I dont really know what set does behind the scenes, so I just like to keep it simple.

def dupes(num_list):
    unique = []
    dupes = []
    for i in num_list:
        if i not in unique:
            unique.append(i)
        else:
            dupes.append(i)
    if len(dupes) != 0:
        return False
    else:
        return True

Answer 12

Another way of doing this succinctly is with Counter.

To just determine if there are any duplicates in the original list:

from collections import Counter

def has_dupes(l):
    # second element of the tuple has number of repetitions
    return Counter(l).most_common()[0][1] > 1

Or to get a list of items that have duplicates:

def get_dupes(l):
    return [k for k, v in Counter(l).items() if v > 1]

Answer 13

Use set() to remove duplicates if all values are hashable:

>>> your_list = ['one', 'two', 'one']
>>> len(your_list) != len(set(your_list))
True

Answer 14

This is old, but the answers here led me to a slightly different solution. If you are up for abusing comprehensions, you can get short-circuiting this way.

xs = [1, 2, 1]
s = set()
any(x in s or s.add(x) for x in xs)
# You can use a similar approach to actually retrieve the duplicates.
s = set()
duplicates = set(x for x in xs if x in s or s.add(x))

Answer 15

If you are fond of functional programming style, here is a useful function, self-documented and tested code using doctest.

def decompose(a_list):
    """Turns a list into a set of all elements and a set of duplicated elements.

    Returns a pair of sets. The first one contains elements
    that are found at least once in the list. The second one
    contains elements that appear more than once.
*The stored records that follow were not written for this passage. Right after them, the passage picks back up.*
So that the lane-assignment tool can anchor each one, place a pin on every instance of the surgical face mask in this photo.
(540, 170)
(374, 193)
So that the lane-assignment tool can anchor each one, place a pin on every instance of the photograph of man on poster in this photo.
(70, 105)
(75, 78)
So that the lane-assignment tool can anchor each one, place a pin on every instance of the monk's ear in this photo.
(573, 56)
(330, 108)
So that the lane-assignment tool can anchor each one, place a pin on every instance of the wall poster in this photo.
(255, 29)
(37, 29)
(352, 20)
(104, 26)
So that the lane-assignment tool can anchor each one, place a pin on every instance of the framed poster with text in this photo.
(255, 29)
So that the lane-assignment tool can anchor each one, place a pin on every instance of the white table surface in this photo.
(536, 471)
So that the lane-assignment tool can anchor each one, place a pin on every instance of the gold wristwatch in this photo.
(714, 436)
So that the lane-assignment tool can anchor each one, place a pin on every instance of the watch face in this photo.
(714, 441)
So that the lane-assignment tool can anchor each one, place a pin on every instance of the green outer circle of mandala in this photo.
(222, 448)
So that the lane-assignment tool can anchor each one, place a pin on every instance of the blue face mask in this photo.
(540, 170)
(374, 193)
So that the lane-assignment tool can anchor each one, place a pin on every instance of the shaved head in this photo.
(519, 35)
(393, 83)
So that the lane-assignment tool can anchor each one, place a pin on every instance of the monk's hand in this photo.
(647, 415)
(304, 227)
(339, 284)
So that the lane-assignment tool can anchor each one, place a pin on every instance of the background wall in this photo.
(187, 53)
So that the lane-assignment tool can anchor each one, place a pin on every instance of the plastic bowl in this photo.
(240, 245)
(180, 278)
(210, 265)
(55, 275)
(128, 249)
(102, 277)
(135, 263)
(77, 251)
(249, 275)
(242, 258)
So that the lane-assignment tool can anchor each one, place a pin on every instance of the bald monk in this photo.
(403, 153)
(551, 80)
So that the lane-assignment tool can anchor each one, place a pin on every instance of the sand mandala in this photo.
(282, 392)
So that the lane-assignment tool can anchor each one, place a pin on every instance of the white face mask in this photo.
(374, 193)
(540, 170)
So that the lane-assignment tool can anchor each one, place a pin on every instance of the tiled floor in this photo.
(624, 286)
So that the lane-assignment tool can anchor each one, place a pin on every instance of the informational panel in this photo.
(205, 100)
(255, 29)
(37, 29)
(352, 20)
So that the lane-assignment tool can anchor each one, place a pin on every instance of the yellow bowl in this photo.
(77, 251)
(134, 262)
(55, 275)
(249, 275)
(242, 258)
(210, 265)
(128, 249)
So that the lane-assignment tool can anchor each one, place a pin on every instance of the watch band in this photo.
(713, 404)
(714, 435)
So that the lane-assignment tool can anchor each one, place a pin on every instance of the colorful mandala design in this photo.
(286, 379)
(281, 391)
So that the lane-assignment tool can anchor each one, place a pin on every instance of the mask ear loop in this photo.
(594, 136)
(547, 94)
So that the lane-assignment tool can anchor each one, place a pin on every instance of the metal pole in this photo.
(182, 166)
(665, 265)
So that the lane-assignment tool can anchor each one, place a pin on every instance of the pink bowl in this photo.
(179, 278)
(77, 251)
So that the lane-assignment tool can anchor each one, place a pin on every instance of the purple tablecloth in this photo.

    >>> decompose([1,2,3,5,3,2,6])
    (set([1, 2, 3, 5, 6]), set([2, 3]))
    """
    return reduce(
        lambda (u, d), o : (u.union([o]), d.union(u.intersection([o]))),
        a_list,
        (set(), set()))

if __name__ == "__main__":
    import doctest
    doctest.testmod()

From there you can test unicity by checking whether the second element of the returned pair is empty:

def is_set(l):
    """Test if there is no duplicate element in l.

    >>> is_set([1,2,3])
    True
    >>> is_set([1,2,1])
    False
    >>> is_set([])
    True
    """
    return not decompose(l)[1]

Note that this is not efficient since you are explicitly constructing the decomposition. But along the line of using reduce, you can come up to something equivalent (but slightly less efficient) to answer 5:

def is_set(l):
    try:
        def func(s, o):
            if o in s:
                raise Exception
            return s.union([o])
        reduce(func, l, set())
        return True
    except:
        return False

Answer 16

Recommended for short lists only:

any(thelist.count(x) > 1 for x in thelist)

Do not use on a long list -- it can take time proportional to the square of the number of items in the list!

For longer lists with hashable items (strings, numbers, &c):

def anydup(thelist):
  seen = set()
  for x in thelist:
    if x in seen: return True
    seen.add(x)
  return False

If your items are not hashable (sublists, dicts, etc) it gets hairier, though it may still be possible to get O(N logN) if they're at least comparable. But you need to know or test the characteristics of the items (hashable or not, comparable or not) to get the best performance you can -- O(N) for hashables, O(N log N) for non-hashable comparables, otherwise it's down to O(N squared) and there's nothing one can do about it:-(.